Just another opinion. I am a SMBC and I have a friend who is divorced (amicably) with a tween. She decided to become an SMBC and her kids get along great and there are no issues regarding one having a dad and the other not.
Anonymous
Anonymous wrote:It sounds like you made your decision OP. Good for you for doing the research!
Just another opinion. I am a SMBC and I have a friend who is divorced (amicably) with a tween. She decided to become an SMBC and her kids get along great and there are no issues regarding one having a dad and the other not.

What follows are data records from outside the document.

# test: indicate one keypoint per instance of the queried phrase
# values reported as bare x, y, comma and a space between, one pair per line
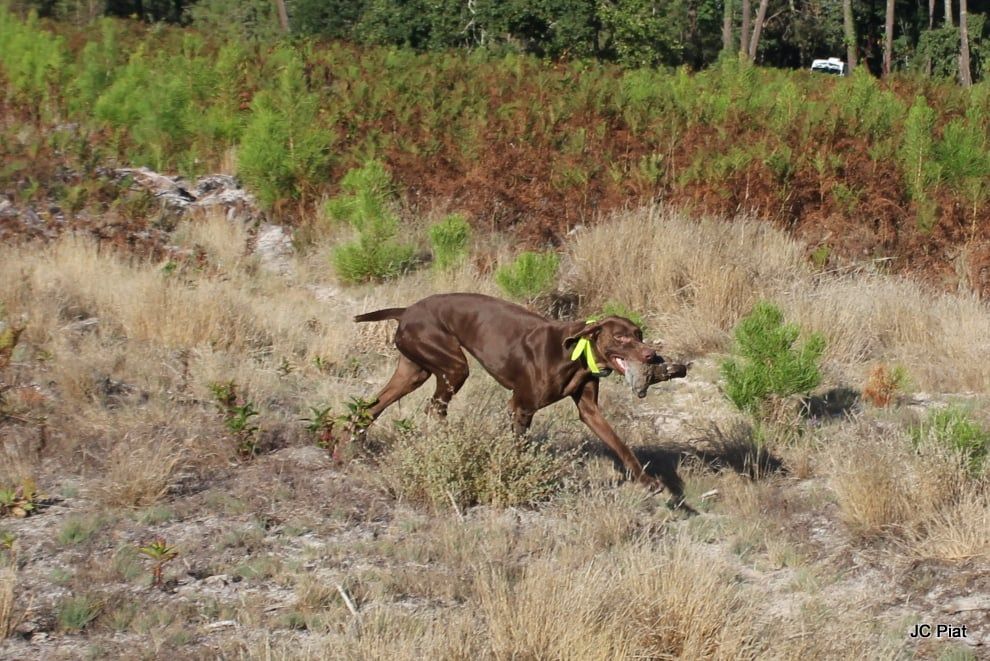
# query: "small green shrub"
529, 275
473, 463
365, 204
953, 427
76, 613
284, 150
237, 411
768, 362
617, 309
78, 529
449, 239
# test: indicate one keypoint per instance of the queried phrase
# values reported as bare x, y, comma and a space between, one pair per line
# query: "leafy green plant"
615, 308
237, 412
449, 239
160, 554
954, 427
473, 463
322, 422
530, 275
922, 171
768, 360
320, 426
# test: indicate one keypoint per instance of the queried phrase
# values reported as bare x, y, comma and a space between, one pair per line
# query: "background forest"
781, 33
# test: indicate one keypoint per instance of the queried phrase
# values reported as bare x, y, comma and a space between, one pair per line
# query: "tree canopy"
632, 33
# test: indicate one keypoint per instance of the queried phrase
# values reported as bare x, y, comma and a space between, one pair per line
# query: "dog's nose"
652, 357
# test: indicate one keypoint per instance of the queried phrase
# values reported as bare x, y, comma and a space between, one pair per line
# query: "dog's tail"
380, 315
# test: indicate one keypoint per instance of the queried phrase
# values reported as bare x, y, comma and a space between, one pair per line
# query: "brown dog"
532, 356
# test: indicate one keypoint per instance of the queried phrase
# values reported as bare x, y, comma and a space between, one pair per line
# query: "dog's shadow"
734, 451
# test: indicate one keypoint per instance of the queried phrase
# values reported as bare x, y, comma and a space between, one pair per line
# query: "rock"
273, 246
976, 602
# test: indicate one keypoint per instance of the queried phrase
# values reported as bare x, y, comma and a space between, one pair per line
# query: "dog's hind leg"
408, 376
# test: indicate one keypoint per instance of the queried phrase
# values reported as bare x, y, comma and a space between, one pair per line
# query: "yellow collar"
583, 348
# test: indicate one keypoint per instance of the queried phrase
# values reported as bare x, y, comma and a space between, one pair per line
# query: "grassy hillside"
170, 397
856, 168
826, 531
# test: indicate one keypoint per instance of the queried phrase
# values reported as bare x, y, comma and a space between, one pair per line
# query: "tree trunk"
283, 15
965, 77
727, 40
744, 32
849, 27
888, 39
761, 15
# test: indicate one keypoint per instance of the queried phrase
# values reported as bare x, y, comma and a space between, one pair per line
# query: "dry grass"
138, 472
692, 280
120, 355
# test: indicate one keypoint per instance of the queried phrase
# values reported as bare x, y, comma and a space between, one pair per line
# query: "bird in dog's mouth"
640, 376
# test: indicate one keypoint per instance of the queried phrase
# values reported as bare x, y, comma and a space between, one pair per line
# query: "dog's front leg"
591, 415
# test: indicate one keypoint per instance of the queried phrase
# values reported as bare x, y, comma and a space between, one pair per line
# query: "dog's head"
620, 343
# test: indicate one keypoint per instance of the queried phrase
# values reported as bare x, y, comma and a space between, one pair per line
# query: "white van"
832, 65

Not the OP, but this gives me hope!
Anonymous
If your kid is in elementary you’ve forgotten how hard a baby is. Don’t do this to yourself or your kid. Youre mourning the end of your fertility and family you imagined. This is something all women have to grapple with. Work through this in therapy and be the best parent to the child you were blessed with.
Anonymous
No way. It's not actually easy to have a kid at 41 and that wouldn't be a net positive for your existing kid
Anonymous
Anonymous wrote:OP here. I appreciate the responses, and am trying to be realistic.

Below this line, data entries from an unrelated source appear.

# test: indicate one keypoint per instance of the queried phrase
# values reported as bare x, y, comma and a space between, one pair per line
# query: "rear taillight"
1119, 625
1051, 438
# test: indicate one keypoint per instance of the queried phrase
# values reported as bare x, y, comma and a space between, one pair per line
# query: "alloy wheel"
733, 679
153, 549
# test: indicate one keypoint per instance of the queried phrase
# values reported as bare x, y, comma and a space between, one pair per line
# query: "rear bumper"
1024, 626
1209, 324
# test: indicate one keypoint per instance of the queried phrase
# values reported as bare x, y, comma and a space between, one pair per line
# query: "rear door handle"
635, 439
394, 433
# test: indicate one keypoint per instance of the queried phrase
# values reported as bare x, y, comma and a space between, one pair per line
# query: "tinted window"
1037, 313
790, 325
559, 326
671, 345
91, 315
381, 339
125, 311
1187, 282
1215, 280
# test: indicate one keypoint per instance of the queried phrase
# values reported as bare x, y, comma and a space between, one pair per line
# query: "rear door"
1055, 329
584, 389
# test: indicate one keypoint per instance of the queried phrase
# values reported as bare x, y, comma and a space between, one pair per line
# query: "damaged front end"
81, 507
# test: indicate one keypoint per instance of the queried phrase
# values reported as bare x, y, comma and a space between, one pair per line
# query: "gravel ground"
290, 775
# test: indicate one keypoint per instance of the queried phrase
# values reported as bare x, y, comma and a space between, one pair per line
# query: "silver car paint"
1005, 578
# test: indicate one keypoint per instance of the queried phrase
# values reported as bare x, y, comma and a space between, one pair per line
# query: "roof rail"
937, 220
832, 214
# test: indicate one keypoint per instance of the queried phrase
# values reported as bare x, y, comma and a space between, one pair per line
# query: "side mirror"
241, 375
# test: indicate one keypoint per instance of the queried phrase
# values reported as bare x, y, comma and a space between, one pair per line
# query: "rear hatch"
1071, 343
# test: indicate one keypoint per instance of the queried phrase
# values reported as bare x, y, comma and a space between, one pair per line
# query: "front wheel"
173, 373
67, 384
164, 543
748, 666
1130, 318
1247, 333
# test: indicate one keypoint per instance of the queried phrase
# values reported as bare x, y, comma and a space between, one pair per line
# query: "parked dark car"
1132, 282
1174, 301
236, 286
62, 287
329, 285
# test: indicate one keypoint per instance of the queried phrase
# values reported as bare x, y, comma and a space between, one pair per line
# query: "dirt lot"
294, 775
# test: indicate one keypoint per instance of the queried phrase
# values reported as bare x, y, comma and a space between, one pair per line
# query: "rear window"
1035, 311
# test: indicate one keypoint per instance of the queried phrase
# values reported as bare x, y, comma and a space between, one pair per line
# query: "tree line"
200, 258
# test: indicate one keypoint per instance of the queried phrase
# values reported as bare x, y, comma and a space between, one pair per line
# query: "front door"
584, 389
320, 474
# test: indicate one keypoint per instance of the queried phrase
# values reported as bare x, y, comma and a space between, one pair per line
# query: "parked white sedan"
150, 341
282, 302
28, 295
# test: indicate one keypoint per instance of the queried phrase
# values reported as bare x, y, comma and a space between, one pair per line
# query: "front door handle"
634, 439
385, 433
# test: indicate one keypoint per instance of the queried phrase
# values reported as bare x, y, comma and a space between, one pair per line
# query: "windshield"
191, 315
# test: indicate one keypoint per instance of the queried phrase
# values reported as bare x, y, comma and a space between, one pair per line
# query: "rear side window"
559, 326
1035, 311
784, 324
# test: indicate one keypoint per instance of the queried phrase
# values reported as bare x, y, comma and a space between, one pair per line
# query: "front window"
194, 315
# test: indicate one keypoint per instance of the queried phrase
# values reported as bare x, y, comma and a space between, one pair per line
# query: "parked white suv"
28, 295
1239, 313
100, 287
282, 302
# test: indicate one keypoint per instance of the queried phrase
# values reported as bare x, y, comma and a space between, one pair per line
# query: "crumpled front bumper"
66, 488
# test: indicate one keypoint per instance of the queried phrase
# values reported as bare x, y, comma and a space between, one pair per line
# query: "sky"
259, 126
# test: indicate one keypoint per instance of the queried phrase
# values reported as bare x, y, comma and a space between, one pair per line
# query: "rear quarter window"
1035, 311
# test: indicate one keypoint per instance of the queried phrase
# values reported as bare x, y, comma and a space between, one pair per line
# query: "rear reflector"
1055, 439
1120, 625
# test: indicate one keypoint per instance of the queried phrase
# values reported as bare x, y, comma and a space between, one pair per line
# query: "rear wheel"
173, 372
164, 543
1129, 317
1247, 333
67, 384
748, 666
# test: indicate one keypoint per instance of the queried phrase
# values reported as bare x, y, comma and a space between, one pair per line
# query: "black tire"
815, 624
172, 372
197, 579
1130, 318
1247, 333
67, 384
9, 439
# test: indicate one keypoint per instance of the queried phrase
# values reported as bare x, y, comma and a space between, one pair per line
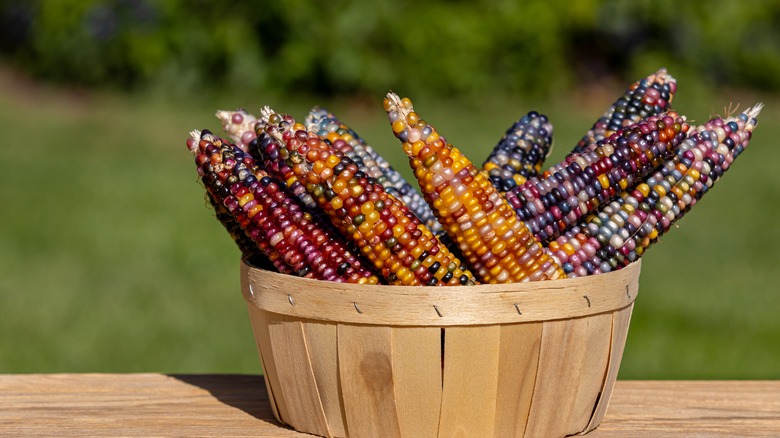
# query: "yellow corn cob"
497, 246
402, 249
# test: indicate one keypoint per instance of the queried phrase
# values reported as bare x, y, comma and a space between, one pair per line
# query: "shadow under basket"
511, 360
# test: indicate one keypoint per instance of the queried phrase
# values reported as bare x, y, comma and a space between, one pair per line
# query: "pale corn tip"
755, 110
266, 113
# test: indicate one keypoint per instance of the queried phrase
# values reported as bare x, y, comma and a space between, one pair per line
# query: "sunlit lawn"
110, 259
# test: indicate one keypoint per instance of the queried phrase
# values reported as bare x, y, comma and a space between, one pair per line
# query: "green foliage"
338, 47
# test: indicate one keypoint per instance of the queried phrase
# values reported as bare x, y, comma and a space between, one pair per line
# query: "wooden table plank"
692, 408
235, 405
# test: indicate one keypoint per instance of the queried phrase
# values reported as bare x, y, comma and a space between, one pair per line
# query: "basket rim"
484, 304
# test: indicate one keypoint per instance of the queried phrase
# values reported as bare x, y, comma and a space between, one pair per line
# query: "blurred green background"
111, 260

I have a stable home, if you consider a single adult with zero debt and plenty of assets and a strong income to be stable.

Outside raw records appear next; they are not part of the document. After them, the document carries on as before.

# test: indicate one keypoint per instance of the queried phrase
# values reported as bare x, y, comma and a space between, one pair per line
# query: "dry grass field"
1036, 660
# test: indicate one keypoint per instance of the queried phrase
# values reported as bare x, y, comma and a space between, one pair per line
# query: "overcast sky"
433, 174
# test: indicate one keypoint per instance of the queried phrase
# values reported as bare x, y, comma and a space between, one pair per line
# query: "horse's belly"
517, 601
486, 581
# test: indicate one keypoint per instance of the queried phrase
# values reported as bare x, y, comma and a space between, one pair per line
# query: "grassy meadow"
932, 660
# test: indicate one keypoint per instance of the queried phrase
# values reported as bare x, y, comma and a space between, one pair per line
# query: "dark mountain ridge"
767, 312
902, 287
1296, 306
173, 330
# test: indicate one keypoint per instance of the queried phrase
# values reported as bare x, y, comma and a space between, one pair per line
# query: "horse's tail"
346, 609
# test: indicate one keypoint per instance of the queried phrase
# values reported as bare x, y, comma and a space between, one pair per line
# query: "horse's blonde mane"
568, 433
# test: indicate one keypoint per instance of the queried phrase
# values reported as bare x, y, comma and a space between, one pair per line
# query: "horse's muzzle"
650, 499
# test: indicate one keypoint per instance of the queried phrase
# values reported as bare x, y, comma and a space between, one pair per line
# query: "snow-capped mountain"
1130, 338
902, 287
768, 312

I have no partner (or desire for one) but at 41, I definitely don't have fertility time to find a partner. I'd conceive with donor sperm. I'm starting to listen to the stories of donor-conceived people to educate myself. I recognize single parenting by choice is challenging in ways that are different than co-parenting an older kid with my ex.

Curious if the SMBC on here had prior or subsequent children with partners and what the dynamics of that looked like.


Does your ex pay for child support ? Or did he refuse supper? (Or fight you for custody so he didn’t have to pay child support or any variation of how that goes)? I am just wondering where the first dad is in all of this— and if he will be cooperative around the half-sibling of his child. They are likely to be around eachother.
Anonymous
support (not “supper”). I am assuming he pays?